In 1860, the Vienna Philharmonic elected Otto Dessoff to be its subscription conductor, a position he held until 1875. The Vienna-based music critic, newspaper editor, and biographer Max Kalbeck wrote in 1908 that the fame and excellence of the Vienna Philharmonic resulted from Dessoff's "energy and sense of purpose."

Dr Clemens Hellsberg, the president of the Vienna Philharmonic, specifies that during Dessoff's tenure with that orchestra its "repertoire was consistently enlarged, important organizational principles (music archives, rules of procedure) were introduced and the orchestra moved to its third new home [in which it still performs]. At the beginning of the 1870/71 season it began playing in the newly built Goldener Saal in the Musikverein building in Vienna, which has proved to be the ideal venue, with its acoustical characteristics influencing the orchestra's style and sound."

In Vienna, beginning in 1861 Dessoff also taught composition at the Gesellschaft der Musikfreunde (the forerunner of the Vienna Conservatory). His students included Arthur Nikisch and Felix Mottl. Although he composed into the early 1860s, he gave up composing when his career as a conductor blossomed.

During Dessoff's tenure with the Vienna Philharmonic, "Brahms was invited to dinner in his home after every Sunday concert - Frau Frederike [Dessoff's wife] was a good cook.".

In 1875, Dessoff was "pushed out of his position in Vienna through intrigue" according to Styra Avins, but immediately found a new position as conductor (Hofkapellmeister) of the Badische Staatskapelle in Karlsruhe, Germany, succeeding Hermann Levi.

In October, 1876 (circa the 11th), Brahms wrote to Dessoff hinting that he would like him conduct the first performance of his long-awaited Symphony no. 1, saying "It was always a secret, fond wish of mine to hear the thing for the first time in the small town which has a good friend, good conductor, and good orchestra".
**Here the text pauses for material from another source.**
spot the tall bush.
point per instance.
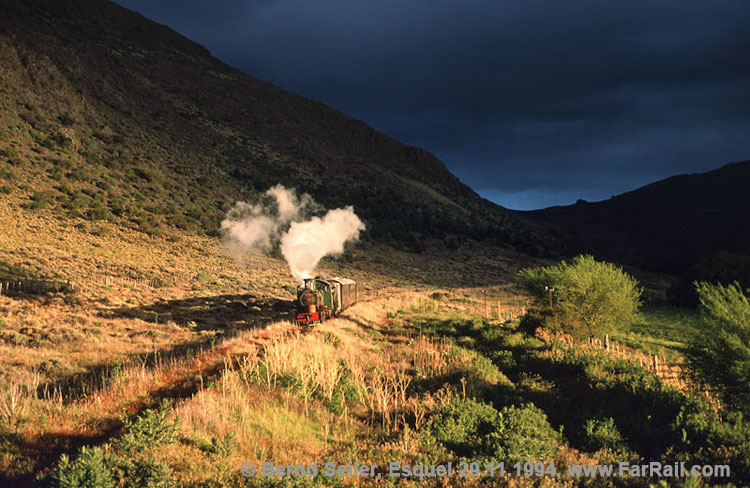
(586, 297)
Dessoff was, according to Styra Avins, "overjoyed at Brahms's veiled request," and on November 4, 1876 the premiere took place with Brahms in attendance at the rehearsals and concert.

In 1880, Dessoff was appointed to the newly created position of "First Kapellmeister" (Ersten Kapellmeisters) at the Frankfurt Opera; he inaugurated the newly completed opera house (now known as the Alte Oper) on 20 October 1880 with a performance of Mozart's Don Giovanni.

Dessoff's close friendship with Brahms can be seen in an exchange of letters between the two in 1878 when Dessoff wished to dedicate what is probably his best known work, his String Quartet in F, Op. 7. Although it met with success in its premiere, Dessoff was still not sure it was worth publishing and sent the score to Brahms asking for his candid opinion and offering to dedicate to him.

Brahms wrote back praising the work and said, "...you would do me a great honor by writing my name over the quartet title—if need be then, we'll take the blows together should the public find it not to their liking."

Much gratified, Dessoff wrote back in a free and bantering way of the sort Brahms himself often penned, "...you will be relieved to see your name on the title page of the quartet preserved for posterity. When people have forgotten your German Requiem, people will then say, 'Brahms? Oh yes, he's the one to whom Dessoff's Op. 7 is dedicated!'"

He composed a string quintet for 2 violins, viola and 2 cellos, Op. 10, several Lieder (songs) and a choral book. He died in Frankfurt in 1892, aged 57. His daughter, Margarete Dessoff, founded the Dessoff Choirs when she stayed on in New York City during a family visit there.